This Is What Happens When You End Up Sick In Nova Scotia

Written by | Gay Voices, Travel

Justin and Paul in Nova Scotia with their Open Top Tour Guide

What happens when you end up in another country with a raging infection, the wrong antibiotics and enough cold medicine to anesthetize a moose? I found out.

Heading North

A few summers ago, my then-boyfriend (now husband) Justin and I planned a much needed long weekend away in Nova Scotia. However as the date approached, I had a sore throat that just would not quit.

When I went to the doctor, the verdict was likely strep throat. They sent me to pick up a prescription for antibiotics at a nearby pharmacy. When I arrived, the pharmacy’s computer system had gone haywire and couldn’t process my order. With little time to catch our flight, I pleaded with the pharmacists. They took pity on me and sent me on my way with a Zpak.

We had left our schedule for the first day mostly open to get a feel for the city, but I couldn’t make myself get out of bed. I recall HGTV blaring as I slipped in and out of consciousness. With copious cold medicine, I rallied by dinner time — enough to limp my way through a walking tour of local restaurants. Though a Thai soup we encountered offered some soothing, I was still suffering and wondering when the antibiotics would kick in.

More Content from Metrosource

A Little Off the Top

The next day was dedicated to visiting local landmarks with “Open Top Tours” (so named for ferrying guests about in Jeeps.) Our guide sported both a jovial attitude and some truly impressive mutton chops. Justin chatted with him amiably, while I spent most of the day shivering in the back seat. Occasionally I would clamber out to look at a local landmark like the storied lighthouse at Peggy’s Cove. I tried to find a positive attitude, but I felt terrible.

After that torturous day, I was not looking forward to the next. We’d be heading even further afield on a tour of local wineries. As it was a group outing, I feared having to make small talk with fellow tourists. However, I had underestimated the miraculous effects of mixing wine and cold medicine. By the second winery, I was cracking jokes with the other couples. At our last stop, a bucolic wonderland known as “Tangled Garden,” I even posed for some rather hilarious photos. I only partially remember doing this.

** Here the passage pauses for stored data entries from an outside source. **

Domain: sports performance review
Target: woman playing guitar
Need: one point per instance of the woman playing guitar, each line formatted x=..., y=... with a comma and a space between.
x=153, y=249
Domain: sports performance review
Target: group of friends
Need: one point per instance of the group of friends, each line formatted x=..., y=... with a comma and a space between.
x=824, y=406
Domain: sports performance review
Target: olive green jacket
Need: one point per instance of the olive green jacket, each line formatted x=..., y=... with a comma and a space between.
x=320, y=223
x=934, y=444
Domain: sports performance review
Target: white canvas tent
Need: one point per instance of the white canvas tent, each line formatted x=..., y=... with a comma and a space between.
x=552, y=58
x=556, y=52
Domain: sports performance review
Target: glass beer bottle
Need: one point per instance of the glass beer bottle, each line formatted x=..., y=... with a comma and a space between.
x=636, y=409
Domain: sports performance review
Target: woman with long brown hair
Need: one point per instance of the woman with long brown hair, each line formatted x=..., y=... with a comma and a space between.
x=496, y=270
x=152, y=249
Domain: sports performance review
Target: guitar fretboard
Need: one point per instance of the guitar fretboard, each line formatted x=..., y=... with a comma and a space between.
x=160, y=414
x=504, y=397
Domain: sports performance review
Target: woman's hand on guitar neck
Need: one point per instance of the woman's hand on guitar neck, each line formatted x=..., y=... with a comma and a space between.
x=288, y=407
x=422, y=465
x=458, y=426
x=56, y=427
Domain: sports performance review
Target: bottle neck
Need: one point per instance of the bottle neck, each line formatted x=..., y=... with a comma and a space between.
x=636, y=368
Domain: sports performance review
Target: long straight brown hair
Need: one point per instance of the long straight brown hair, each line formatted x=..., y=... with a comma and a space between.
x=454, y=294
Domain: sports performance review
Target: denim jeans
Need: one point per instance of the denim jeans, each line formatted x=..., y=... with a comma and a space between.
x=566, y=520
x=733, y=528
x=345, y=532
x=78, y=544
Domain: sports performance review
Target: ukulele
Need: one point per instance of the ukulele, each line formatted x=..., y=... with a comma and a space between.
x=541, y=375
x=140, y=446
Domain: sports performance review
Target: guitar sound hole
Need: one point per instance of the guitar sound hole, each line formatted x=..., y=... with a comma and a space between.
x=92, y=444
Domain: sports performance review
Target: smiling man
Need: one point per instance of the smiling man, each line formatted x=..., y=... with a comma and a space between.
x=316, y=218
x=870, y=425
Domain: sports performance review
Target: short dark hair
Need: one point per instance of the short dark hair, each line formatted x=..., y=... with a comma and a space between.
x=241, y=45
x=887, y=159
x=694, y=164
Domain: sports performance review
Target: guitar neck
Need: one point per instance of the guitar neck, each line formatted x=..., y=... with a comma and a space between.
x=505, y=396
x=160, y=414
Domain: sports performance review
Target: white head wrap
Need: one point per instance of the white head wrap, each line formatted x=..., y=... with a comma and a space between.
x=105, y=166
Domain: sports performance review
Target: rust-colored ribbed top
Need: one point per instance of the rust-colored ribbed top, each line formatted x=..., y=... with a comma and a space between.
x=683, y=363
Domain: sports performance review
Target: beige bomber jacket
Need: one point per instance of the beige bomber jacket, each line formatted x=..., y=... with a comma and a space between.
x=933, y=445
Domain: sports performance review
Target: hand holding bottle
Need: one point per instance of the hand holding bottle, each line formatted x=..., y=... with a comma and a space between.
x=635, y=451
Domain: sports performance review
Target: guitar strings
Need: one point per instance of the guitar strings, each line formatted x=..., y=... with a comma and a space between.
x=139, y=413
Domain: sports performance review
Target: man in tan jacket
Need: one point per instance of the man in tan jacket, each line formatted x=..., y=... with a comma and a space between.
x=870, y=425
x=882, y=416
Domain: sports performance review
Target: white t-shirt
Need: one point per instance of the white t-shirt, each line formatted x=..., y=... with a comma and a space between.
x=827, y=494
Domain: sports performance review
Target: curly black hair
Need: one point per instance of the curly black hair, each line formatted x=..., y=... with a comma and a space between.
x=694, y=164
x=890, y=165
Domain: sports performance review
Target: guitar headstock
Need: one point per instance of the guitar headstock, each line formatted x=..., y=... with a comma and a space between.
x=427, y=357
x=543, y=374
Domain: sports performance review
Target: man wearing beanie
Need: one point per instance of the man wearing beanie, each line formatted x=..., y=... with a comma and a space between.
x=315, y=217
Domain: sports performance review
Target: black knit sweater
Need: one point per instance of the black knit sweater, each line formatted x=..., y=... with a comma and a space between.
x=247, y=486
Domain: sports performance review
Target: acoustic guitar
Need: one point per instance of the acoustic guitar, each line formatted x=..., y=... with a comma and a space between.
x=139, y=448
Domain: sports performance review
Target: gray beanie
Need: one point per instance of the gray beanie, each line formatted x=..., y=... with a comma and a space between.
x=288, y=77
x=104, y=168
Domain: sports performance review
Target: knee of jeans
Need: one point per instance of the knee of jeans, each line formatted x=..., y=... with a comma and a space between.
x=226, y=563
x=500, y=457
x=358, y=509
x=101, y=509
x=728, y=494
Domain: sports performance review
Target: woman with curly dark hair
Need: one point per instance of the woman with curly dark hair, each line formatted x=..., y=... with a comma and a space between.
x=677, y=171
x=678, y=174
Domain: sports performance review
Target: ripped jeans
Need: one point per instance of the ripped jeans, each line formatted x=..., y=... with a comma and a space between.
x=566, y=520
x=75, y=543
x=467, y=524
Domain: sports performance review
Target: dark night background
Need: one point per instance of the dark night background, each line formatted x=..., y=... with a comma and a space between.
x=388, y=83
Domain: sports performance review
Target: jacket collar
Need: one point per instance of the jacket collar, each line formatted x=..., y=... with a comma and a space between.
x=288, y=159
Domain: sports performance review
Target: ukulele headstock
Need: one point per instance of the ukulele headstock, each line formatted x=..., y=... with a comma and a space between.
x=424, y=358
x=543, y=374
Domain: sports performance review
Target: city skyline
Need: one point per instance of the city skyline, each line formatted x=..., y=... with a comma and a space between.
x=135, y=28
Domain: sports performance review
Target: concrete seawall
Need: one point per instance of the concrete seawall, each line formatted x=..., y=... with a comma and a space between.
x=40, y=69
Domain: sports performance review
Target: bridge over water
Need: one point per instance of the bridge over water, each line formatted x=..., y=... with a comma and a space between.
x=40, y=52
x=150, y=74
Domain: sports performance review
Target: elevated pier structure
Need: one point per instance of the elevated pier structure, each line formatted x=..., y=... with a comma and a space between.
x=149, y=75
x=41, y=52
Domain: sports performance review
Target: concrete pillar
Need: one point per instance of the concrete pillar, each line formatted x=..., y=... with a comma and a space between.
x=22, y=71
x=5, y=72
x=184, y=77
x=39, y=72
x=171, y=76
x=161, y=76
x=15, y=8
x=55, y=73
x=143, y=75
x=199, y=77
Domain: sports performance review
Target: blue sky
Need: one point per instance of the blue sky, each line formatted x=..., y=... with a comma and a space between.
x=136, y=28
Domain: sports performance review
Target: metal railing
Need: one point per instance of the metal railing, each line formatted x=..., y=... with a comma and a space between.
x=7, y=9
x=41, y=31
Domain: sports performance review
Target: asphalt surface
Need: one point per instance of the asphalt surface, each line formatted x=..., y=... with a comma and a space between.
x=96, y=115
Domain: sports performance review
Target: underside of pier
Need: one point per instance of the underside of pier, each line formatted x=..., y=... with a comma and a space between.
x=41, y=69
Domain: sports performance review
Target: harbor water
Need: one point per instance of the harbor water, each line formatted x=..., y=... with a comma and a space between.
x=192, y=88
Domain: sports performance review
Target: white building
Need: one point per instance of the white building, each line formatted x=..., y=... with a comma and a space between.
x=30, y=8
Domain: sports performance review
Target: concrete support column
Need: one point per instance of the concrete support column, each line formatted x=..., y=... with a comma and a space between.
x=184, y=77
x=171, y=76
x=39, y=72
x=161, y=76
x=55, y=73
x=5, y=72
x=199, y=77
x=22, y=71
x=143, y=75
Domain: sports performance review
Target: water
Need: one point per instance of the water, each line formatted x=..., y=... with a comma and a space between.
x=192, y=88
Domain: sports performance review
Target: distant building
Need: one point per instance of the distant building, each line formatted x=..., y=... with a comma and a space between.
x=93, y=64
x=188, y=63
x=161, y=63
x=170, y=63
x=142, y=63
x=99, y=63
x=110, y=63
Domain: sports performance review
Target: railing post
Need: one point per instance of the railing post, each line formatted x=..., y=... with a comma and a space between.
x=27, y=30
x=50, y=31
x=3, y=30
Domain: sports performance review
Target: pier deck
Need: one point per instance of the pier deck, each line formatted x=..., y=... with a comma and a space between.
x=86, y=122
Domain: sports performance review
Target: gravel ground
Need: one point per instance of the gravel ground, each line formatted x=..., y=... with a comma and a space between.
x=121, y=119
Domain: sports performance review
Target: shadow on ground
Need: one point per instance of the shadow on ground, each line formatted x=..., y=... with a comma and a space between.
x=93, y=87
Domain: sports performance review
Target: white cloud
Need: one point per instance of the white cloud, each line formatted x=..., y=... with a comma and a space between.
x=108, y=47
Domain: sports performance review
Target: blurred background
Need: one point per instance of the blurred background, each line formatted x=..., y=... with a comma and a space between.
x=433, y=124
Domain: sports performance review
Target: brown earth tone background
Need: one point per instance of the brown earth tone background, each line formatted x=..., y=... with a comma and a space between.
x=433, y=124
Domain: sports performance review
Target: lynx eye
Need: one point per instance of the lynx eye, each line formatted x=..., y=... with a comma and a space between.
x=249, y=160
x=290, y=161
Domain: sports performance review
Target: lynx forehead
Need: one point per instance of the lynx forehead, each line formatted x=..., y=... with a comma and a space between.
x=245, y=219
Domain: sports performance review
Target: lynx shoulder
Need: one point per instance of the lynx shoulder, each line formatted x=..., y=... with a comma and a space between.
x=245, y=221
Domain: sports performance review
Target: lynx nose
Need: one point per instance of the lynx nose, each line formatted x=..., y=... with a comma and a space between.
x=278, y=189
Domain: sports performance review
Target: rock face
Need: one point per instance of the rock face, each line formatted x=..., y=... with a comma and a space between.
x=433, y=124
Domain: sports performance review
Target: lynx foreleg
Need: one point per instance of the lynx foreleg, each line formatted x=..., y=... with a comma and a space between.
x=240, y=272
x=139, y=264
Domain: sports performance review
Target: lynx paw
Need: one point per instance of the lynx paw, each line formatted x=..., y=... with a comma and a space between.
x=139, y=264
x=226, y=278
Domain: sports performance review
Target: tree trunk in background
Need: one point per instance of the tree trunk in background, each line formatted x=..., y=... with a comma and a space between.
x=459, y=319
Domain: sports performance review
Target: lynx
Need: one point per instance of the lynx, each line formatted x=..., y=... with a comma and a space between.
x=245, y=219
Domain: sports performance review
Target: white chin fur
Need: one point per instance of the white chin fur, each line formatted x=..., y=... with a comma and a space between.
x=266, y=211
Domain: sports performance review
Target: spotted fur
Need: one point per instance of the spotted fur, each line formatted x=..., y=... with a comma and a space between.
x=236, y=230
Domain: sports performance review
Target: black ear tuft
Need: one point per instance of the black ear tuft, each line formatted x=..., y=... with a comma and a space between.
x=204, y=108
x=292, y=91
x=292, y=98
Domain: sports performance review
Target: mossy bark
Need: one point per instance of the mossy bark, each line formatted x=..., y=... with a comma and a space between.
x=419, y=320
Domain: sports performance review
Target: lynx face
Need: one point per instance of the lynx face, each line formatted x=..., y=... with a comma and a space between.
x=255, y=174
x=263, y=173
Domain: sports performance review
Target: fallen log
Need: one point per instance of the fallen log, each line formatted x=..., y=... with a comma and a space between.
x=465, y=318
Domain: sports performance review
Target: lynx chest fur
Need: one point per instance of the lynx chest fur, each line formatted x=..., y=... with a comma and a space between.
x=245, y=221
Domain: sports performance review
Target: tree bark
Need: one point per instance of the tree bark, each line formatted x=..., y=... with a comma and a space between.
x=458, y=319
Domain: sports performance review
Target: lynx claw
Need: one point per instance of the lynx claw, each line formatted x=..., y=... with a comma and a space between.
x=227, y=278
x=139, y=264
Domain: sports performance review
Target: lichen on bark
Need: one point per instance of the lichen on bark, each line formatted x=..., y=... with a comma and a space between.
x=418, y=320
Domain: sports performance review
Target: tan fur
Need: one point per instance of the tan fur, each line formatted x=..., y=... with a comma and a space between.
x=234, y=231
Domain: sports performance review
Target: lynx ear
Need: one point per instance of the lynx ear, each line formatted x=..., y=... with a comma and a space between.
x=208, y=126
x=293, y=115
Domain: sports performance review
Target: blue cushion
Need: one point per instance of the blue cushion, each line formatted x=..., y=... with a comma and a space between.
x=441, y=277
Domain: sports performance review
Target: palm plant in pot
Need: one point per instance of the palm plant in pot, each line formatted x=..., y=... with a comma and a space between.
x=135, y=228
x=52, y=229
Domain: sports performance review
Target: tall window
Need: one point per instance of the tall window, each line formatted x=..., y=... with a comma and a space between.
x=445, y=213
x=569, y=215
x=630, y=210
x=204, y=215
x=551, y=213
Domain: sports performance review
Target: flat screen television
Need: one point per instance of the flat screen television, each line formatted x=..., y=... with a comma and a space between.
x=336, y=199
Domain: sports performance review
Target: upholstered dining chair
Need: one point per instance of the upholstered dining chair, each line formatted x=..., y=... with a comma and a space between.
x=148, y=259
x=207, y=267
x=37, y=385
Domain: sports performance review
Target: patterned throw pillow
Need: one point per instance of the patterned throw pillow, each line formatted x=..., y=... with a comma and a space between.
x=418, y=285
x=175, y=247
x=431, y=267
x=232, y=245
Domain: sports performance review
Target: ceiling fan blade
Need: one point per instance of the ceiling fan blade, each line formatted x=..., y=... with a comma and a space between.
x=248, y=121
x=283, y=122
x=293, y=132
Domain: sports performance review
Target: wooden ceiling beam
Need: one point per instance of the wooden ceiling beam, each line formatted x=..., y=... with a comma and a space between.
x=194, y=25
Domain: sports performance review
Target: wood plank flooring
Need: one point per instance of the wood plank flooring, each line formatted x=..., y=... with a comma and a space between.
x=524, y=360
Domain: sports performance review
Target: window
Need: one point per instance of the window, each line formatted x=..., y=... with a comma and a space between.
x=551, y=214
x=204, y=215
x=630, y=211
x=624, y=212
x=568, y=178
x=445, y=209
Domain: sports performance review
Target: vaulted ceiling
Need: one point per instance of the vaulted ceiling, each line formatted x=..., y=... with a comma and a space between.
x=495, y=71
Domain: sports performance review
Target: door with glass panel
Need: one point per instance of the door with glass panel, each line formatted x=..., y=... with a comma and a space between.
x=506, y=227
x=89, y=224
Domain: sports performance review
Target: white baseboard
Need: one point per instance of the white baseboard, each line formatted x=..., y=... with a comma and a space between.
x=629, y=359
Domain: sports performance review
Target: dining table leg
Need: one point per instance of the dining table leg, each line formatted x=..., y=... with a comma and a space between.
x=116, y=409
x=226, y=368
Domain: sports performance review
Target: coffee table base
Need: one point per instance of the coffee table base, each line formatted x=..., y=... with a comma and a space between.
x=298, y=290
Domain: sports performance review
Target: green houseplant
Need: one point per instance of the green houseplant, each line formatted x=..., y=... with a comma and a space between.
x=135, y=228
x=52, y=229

Paul Poses while Zonked on Cough Medicine at the Tangled Garden

Paul Poses while Zonked on Cough Medicine at the Tangled Garden

By the time we headed out for our end-of-trip dinner that night, I was hopeful the worst of the illness was finally behind me. Yet as we made our way through the tasting menu, the potent cocktail of wine and cold medicine began wearing off. Plus, there was a new symptom: An unpleasant rumbling in my middle that seemed to be saying, “You took much medication. You pushed yourself too hard. And now you will be punished.” We informed our waitress that we’d be skipping our final course and set off for an almost entirely uphill walk back to the hotel. What can I say, reader? I almost made it back with my dinner and my dignity in tact.

The Takeaway

Once we got back to New York, my voice was nearly non-existent and my throat was constantly on fire. I was in so much pain, I couldn’t even sleep. My doctor’s office called to see how my antibiotics were working. In response to my croaked explanation, they informed me that a Zpak is rarely effective for strep throat. I would need to be on a much stronger antibiotic immediately. It would be weeks before I felt anything close to normal.

When I think back on that trip, it’s like trying to remember a dream. Even amidst the worst of it, there were some moments that brought me joy. I remember — during that first rough day in the hotel — how every designer on HGTV seemed to be building a pergola. I’d never heard of these intriguing little garden structures before and for some reason found the word bizarrely amusing. Even as I struggled through our “Open Top Tour” day, Mr. Mutton Chops played a favorite local sea shanty called “Barrett’s Privateers”; I’ve loved it ever since.

Most importantly, what I remember is Justin’s kindness throughout. He didn’t know I was on the wrong antibiotics and getting sicker. He couldn’t feel how the cold medicine was providing so little relief while making me feel increasingly bonkers. But he listened patiently, held me through the shivers, and never complained that my illness was ruining his vacation. I don’t ascribe to the belief that some all-powerful being sends hard times to test us. But being down and out in Nova Scotia proved Justin was the travel buddy I’d always want by my side.